Java
Article

Java, Unicode, and the Mysterious Compile Error

By Indrek Ots

Unicode is a text encoding standard which supports a broad range of characters and symbols. Although the latest version of the standard is 9.0, JDK 8 supports Unicode 6.2 and JDK 9 is expected to be released with support for Unicode 8.0. Java allows you to insert any supported Unicode characters with Unicode escapes. These are essentially a sequence of hexadecimal digits representing a code point. In this post I’m going to cover how to use Unicode escapes in Java and how to avoid unexplainable compiler errors caused by Unicode escape misuse.

What are Unicode Escapes?

Let’s start from the beginning. Unicode escapes are used to represent Unicode symbols with only ASCII characters. This will come in handy when you need to insert a character that cannot be represented in the source file’s character set. According to section 3.3 of the Java Language Specification (JLS) a unicode escape consists of a backslash character (\) followed by one or more ‘u’ characters and four hexadecimal digits.

UnicodeEscape:
    \ UnicodeMarker HexDigit HexDigit HexDigit HexDigit

UnicodeMarker:
    u
    UnicodeMarker u

So for example \u000A will be treated as a line feed.

Example Usage

The following is a piece of Java code containing a Unicode escape.

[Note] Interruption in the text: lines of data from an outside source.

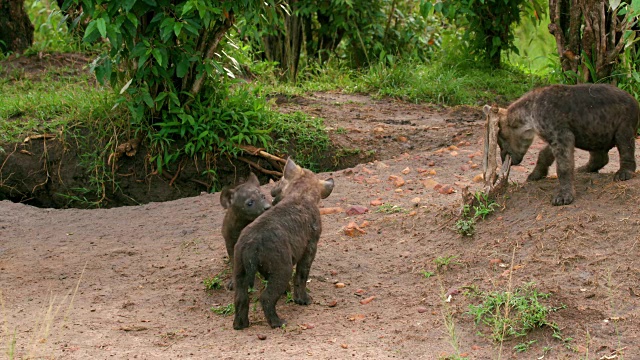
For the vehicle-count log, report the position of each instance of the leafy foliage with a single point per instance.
(488, 24)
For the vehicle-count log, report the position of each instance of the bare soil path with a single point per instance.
(127, 282)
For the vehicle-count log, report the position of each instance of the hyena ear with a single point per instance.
(253, 179)
(327, 188)
(225, 197)
(290, 169)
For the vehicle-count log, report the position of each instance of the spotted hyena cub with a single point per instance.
(592, 117)
(244, 203)
(285, 236)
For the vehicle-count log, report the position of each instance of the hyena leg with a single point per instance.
(241, 300)
(625, 142)
(563, 148)
(597, 160)
(545, 159)
(277, 285)
(300, 295)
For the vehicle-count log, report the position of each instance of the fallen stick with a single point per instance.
(259, 152)
(259, 168)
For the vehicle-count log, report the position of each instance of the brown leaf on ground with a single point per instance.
(333, 210)
(367, 300)
(353, 230)
(356, 210)
(397, 180)
(376, 202)
(429, 183)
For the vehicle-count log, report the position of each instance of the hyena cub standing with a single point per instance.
(285, 236)
(244, 203)
(592, 117)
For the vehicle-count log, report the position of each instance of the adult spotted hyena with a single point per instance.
(592, 117)
(285, 236)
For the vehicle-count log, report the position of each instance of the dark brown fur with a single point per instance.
(592, 117)
(285, 236)
(244, 203)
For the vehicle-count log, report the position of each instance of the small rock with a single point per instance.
(367, 300)
(376, 202)
(446, 189)
(397, 180)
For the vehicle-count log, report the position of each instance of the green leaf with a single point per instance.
(88, 33)
(177, 28)
(102, 27)
(146, 97)
(157, 55)
(128, 5)
(183, 68)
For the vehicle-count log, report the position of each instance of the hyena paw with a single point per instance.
(240, 323)
(276, 323)
(622, 175)
(585, 169)
(536, 175)
(303, 300)
(562, 198)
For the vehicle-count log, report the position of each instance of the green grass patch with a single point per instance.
(225, 310)
(445, 81)
(46, 105)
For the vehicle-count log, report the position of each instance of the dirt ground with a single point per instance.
(127, 282)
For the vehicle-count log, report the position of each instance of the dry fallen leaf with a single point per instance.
(333, 210)
(429, 183)
(397, 180)
(352, 229)
(356, 210)
(376, 202)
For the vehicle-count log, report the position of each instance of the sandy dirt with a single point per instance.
(127, 282)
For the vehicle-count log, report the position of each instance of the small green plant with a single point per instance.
(390, 209)
(212, 283)
(427, 274)
(513, 314)
(522, 347)
(485, 205)
(445, 261)
(224, 310)
(466, 224)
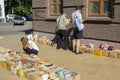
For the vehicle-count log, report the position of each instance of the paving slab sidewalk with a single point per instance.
(90, 67)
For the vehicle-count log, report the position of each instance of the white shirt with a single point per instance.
(34, 46)
(74, 15)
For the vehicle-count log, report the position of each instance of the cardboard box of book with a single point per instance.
(118, 54)
(98, 52)
(89, 50)
(106, 53)
(10, 63)
(113, 54)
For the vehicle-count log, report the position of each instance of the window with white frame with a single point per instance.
(98, 8)
(55, 7)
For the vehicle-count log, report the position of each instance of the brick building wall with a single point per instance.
(96, 29)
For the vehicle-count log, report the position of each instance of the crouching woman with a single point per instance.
(29, 46)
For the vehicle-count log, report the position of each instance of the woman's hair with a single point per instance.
(79, 7)
(24, 41)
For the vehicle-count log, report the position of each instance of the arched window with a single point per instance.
(55, 7)
(99, 8)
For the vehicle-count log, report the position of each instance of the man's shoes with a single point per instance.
(79, 52)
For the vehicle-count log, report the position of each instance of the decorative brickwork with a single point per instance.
(98, 29)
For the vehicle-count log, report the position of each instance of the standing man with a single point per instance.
(62, 23)
(77, 35)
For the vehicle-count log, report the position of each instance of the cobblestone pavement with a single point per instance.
(90, 67)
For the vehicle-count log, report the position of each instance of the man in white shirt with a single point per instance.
(77, 35)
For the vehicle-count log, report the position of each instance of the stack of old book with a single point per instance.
(33, 68)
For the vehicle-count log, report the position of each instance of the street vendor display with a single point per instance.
(33, 68)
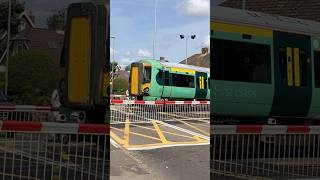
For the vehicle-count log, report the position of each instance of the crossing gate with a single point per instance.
(50, 150)
(265, 152)
(145, 111)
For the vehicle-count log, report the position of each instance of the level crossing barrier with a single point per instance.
(51, 150)
(145, 111)
(265, 152)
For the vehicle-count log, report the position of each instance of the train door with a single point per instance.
(201, 85)
(293, 78)
(167, 88)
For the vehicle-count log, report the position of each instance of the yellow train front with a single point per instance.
(156, 80)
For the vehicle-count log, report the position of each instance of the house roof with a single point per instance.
(185, 66)
(260, 19)
(302, 9)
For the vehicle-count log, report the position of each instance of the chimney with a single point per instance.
(205, 50)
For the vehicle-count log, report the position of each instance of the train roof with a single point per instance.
(259, 19)
(185, 66)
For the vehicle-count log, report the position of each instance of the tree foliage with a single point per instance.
(17, 8)
(120, 85)
(57, 21)
(32, 78)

public class HelloUnicode {
    public static void main(String[] args) {
        // \u0055 is a Unicode escape for the capital U character (U)
        System.out.println("Hello \u0055nicode".length());
    }
}

Take a moment to think about what will be printed out. If you want, copy and paste the code to a new file, compile and run it.

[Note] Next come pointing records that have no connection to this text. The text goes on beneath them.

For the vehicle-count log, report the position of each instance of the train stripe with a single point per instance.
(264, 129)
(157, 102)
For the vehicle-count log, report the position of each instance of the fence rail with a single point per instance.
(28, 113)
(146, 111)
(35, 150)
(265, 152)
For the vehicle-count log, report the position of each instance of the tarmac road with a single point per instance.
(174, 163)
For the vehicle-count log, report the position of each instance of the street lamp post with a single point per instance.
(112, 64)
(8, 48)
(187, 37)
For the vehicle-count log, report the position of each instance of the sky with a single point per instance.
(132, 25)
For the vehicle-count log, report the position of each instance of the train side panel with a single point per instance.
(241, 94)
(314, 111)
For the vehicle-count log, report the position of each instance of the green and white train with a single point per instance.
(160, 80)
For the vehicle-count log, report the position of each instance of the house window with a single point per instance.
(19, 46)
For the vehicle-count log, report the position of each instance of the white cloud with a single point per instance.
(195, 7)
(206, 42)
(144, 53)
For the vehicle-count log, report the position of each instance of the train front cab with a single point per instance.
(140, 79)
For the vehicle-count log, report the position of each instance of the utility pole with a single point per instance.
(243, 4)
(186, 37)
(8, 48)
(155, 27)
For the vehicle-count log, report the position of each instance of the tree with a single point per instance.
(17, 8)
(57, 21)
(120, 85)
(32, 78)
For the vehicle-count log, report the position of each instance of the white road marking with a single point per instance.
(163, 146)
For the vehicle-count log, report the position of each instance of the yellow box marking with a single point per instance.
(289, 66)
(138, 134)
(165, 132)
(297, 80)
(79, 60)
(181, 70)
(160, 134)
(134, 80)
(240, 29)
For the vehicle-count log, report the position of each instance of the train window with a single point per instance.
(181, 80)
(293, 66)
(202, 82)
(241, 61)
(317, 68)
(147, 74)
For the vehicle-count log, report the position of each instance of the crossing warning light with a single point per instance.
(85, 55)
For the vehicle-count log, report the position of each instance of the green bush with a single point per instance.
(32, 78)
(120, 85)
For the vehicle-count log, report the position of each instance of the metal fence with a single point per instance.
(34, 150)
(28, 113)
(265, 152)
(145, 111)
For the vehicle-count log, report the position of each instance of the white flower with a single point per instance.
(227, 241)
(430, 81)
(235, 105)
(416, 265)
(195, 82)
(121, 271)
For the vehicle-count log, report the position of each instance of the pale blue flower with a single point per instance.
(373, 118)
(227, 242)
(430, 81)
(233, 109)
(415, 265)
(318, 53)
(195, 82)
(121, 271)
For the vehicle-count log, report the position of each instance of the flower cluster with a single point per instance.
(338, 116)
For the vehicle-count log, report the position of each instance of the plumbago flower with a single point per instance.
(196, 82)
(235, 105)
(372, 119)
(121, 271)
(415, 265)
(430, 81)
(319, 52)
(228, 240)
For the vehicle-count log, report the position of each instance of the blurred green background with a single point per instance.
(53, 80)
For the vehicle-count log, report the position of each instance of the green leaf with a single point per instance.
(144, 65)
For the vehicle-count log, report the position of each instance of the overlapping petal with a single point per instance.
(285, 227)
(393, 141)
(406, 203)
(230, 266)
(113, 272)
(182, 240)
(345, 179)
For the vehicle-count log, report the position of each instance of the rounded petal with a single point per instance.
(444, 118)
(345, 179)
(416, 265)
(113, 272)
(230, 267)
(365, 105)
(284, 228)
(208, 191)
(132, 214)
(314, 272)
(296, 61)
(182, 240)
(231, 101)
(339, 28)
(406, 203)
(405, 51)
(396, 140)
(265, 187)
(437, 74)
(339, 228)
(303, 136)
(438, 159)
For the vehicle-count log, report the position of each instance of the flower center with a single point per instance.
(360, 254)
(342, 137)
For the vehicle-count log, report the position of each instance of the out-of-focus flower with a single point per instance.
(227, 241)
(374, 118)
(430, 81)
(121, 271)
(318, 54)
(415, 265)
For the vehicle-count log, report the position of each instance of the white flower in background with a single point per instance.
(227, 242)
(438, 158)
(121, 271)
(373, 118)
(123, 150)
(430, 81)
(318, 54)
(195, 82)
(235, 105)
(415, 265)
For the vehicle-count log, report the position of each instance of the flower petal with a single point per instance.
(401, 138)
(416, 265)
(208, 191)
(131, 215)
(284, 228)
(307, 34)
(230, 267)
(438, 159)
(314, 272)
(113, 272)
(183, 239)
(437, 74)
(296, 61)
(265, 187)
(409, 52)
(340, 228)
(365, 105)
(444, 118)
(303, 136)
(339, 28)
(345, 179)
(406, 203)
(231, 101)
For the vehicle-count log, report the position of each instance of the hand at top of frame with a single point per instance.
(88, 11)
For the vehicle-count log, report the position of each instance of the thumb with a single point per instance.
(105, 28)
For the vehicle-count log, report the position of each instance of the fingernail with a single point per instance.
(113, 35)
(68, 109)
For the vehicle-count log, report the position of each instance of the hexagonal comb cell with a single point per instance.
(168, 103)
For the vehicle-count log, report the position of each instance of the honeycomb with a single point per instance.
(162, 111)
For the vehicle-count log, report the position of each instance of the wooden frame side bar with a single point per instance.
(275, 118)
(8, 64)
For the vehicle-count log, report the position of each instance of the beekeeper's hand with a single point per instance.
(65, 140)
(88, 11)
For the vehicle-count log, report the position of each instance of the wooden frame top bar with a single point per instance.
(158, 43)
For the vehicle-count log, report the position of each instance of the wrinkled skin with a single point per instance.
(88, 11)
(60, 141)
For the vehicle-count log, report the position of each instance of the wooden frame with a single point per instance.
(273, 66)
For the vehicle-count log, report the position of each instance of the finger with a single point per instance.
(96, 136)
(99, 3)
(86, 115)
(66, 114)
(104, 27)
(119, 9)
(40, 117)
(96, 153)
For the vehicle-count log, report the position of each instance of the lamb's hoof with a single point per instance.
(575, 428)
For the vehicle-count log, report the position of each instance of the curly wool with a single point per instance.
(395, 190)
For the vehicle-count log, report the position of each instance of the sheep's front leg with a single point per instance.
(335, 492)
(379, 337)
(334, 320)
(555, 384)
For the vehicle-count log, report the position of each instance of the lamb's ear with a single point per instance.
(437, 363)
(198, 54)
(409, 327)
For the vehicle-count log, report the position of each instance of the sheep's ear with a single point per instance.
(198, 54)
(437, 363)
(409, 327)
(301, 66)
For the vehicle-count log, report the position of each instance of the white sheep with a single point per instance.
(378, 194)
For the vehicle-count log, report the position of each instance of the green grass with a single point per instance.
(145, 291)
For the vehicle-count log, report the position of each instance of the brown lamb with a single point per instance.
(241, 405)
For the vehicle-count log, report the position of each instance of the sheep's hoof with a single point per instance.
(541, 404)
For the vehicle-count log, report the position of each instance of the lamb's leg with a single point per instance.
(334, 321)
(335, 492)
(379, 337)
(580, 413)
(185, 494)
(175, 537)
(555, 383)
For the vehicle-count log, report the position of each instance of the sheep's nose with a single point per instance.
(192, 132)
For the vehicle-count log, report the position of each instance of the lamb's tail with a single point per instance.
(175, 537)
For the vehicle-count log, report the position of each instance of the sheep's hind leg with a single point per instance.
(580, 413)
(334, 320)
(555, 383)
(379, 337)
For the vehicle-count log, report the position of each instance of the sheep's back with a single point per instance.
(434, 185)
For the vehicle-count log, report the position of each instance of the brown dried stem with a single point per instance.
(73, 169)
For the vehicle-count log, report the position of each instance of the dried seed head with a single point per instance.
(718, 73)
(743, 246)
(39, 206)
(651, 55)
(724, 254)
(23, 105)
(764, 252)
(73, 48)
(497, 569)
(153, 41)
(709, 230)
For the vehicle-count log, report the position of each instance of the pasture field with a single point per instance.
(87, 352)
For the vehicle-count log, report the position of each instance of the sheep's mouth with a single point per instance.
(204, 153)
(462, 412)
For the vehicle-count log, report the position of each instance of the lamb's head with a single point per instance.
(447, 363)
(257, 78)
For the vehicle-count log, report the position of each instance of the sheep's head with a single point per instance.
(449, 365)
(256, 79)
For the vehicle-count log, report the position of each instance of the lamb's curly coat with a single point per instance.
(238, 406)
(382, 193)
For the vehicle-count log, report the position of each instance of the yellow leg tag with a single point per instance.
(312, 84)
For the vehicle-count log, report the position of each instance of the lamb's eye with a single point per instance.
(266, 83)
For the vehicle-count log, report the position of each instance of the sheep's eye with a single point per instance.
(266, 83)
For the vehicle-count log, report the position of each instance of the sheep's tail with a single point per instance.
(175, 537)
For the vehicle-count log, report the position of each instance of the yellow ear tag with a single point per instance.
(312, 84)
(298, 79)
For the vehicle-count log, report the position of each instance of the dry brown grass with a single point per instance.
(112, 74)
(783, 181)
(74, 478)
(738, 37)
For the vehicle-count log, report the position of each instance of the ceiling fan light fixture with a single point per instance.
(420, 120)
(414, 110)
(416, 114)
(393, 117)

At first glance it looks like the program prints out 18. There’s 18 characters between the double quotes, so the length of the string should be 18. But if you run the program, the output is 13. As the comment suggests, the Unicode escape will be replaced with a single character.

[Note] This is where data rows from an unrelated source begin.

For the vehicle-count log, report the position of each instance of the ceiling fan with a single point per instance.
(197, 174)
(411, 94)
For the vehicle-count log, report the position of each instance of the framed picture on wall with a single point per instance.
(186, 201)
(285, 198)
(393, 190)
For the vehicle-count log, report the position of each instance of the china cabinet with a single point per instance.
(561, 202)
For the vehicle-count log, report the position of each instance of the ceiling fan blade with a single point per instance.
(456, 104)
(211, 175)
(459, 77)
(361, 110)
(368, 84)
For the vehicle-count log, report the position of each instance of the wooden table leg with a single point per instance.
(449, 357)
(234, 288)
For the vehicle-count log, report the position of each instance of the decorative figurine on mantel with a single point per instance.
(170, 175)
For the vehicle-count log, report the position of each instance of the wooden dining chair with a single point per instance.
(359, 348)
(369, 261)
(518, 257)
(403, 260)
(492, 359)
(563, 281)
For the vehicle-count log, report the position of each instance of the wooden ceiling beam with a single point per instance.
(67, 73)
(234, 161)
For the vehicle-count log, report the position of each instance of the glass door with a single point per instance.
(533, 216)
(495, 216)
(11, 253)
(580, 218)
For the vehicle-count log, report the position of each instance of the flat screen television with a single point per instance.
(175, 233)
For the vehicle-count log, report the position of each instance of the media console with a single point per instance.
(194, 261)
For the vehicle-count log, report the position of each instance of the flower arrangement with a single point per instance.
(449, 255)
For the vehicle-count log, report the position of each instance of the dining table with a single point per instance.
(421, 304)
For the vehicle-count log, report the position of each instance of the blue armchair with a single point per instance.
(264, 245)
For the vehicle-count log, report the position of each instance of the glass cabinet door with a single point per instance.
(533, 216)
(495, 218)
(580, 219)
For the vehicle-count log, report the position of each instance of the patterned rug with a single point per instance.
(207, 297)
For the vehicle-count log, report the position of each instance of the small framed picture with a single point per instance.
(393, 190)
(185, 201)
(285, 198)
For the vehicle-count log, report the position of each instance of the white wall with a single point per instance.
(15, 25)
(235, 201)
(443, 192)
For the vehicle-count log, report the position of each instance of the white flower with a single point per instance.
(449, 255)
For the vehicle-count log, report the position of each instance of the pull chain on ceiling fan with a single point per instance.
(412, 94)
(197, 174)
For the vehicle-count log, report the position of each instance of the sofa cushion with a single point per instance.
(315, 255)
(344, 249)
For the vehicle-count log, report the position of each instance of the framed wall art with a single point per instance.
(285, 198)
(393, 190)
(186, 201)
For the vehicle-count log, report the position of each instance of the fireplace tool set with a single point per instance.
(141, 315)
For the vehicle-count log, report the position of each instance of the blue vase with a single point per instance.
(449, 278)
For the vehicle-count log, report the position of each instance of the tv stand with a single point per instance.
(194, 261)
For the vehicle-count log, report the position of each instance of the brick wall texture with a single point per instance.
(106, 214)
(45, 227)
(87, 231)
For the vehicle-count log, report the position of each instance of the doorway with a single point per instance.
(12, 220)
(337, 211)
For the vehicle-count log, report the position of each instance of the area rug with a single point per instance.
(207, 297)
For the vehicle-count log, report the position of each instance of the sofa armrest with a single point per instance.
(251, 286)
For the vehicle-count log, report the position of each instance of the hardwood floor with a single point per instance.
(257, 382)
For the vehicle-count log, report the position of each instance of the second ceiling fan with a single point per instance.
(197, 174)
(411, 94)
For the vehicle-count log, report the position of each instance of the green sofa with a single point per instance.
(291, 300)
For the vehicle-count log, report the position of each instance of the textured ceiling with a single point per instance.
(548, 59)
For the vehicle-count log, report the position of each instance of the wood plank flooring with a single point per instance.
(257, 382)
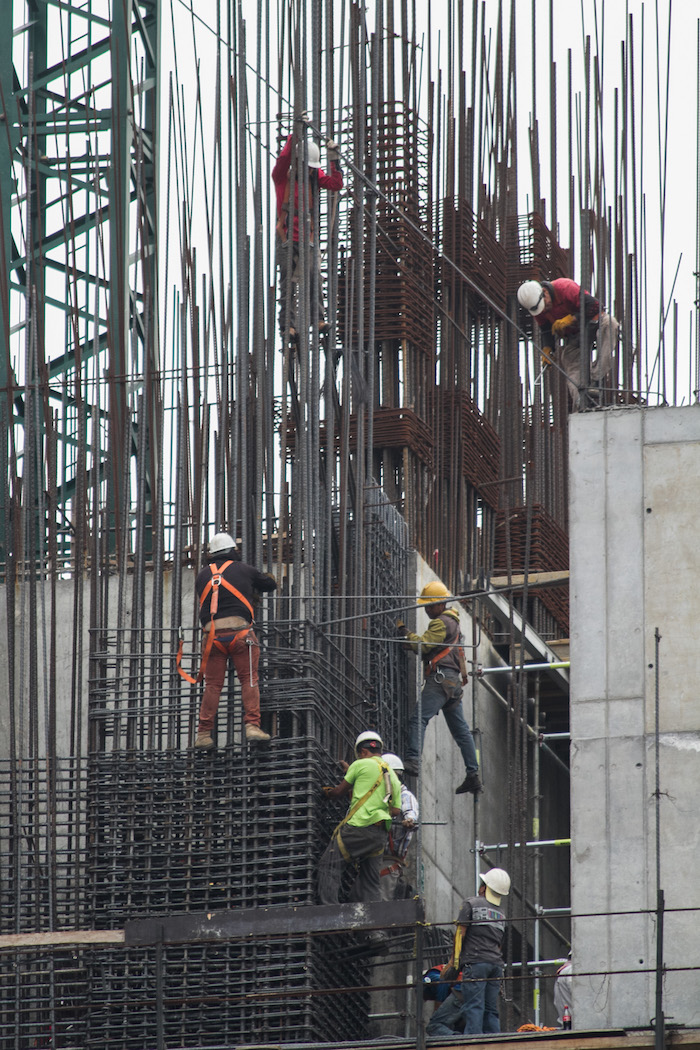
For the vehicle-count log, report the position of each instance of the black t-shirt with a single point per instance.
(486, 925)
(245, 578)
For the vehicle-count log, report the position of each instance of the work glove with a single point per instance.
(561, 327)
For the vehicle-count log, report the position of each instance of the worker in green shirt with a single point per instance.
(360, 838)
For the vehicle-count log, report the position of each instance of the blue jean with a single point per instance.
(447, 1019)
(481, 984)
(442, 692)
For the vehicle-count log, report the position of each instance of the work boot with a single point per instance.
(255, 733)
(470, 783)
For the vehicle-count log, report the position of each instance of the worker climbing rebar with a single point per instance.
(556, 307)
(445, 674)
(300, 206)
(226, 588)
(360, 838)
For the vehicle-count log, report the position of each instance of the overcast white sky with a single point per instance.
(664, 93)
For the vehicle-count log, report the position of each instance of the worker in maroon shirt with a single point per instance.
(556, 307)
(300, 206)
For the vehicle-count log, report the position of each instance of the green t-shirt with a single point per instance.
(362, 774)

Equipped with the knowledge that Unicode escapes are replaced with their respective Unicode characters, let’s look at the following example.

public class NewLine {
    public static void main(String[] args) {
        // \u000A is a unicode escape for the line feed (LF)
        // \u0055 is a Unicode escape for the capital U character (U)
        System.out.println("Hello \u0055nicode".length());
    }
}

Can you guess what will be printed out now? The answer should be the same as before, right? I’m sure some of you might suspect that this is a trick question and as a matter of fact, it is. This example will not compile at all.

$ javac NewLine.java
NewLine.java:3: error: ';' expected
        // \u000A is a unicode escape for the line feed (LF)
                      ^
NewLine.java:3: error: ';' expected
        // \u000A is a unicode escape for the line feed (LF)
                                     ^
NewLine.java:3: error: '(' expected
        // \u000A is a unicode escape for the line feed (LF)
                                         ^
NewLine.java:3: error: ';' expected
        // \u000A is a unicode escape for the line feed (LF)
                                                  ^
NewLine.java:3: error: ';' expected
        // \u000A is a unicode escape for the line feed (LF)
                                                            ^
NewLine.java:5: error: ')' expected
        System.out.println("Hello \u0055nicode".length());
                                                         ^
6 errors

What!? So many errors! My IDE doesn’t show any squiggly red lines and I can’t seem to find any syntax errors myself. Error on line 3? But that’s a comment. What is going on?

What caused the error?

To get a better understanding of what is going on, we need to look at section 3.2 of the Java Language Specification – Lexical Translations. I cannot speak for all compilers that have ever existed but usually the first job of a compiler is to take the source code of a program, treat it as a sequence of characters and produce a sequence of tokens.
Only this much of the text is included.